Tuesday, May 5th, 2020 00:00 | By
A small scale tea farmer picks tea. Photo/PD/File

Lewis Njoka @LewisNjoka

A showdown is looming in the smallholder tea sub-sector over a proposal to change how factory directors are elected, a move that could see many of the current leaders lose their positions.

This is one of the several radical changes on smallholder tea management proposed by the Tea Sector Lobby Group in a letter sent to the Agriculture Cabinet Secretary, Peter Munya, last week. 

The group is proposing the adoption of one-grower-one-vote system, a fundamental shift from the current election format where the weight of a vote depends on the amount of tea a farmer produces.

It blamed the current election system of advancing personal interests in the management of tea factories to the disadvantage of smallholder farmers. 

It said over the years, the sector had experienced dwindling fortunes as a result of under-regulation that has allowed cartels to benefit at the expense of tea farmers. 

“We are therefore proposing for the Memorandum and Articles of the tea factories to provide that every grower has one vote with elections being conducted by an independent body as determined by the factory board,” said the lobby chairman, Irungu Nyakera in a statement.

Tea stakeholders have, for a long time, complained that some directors have remained in the office for decades elected by only a few large shareholders at the expense of the majority. 

In a move likely to elicit resistance, the lobby wants Kenya Tea Development Agency (KTDA) compelled to sell off its eight subsidiaries and the money distributed to tea factories.  

Investment decisions

The lobby proposes that KTDA, which manages tea factories on behalf of farmers, should not be a party to tea factory investment decisions, saying this will ensure funds are fully controlled by factory directors.
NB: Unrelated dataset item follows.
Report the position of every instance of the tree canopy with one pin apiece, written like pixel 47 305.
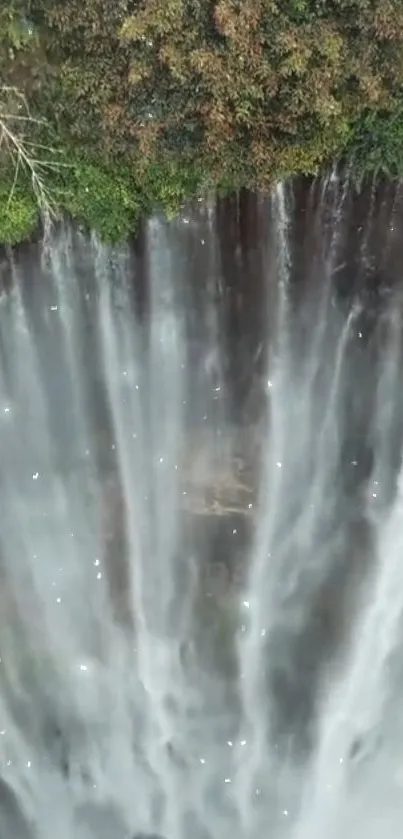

In another proposal that will hit KTDA hard, the Nyakera-led group is suggesting that farmers be paid for their tea within 14 days of sale failure to which the marketer will be slapped with penalties.

KTDA Chief Executive Officer Lerionka Tiampati said he had not seen the lobby group’s views, adding that he would only react to proposals by Agriculture ministry which is currently collating views from tea sector stakeholders.

“We have been told to present our findings to the Cabinet Secretary, which we have done, and everybody else has been told to do the same.

Let the ministry put them together, whatever they come up with is what we will comment on,” said Tiampati.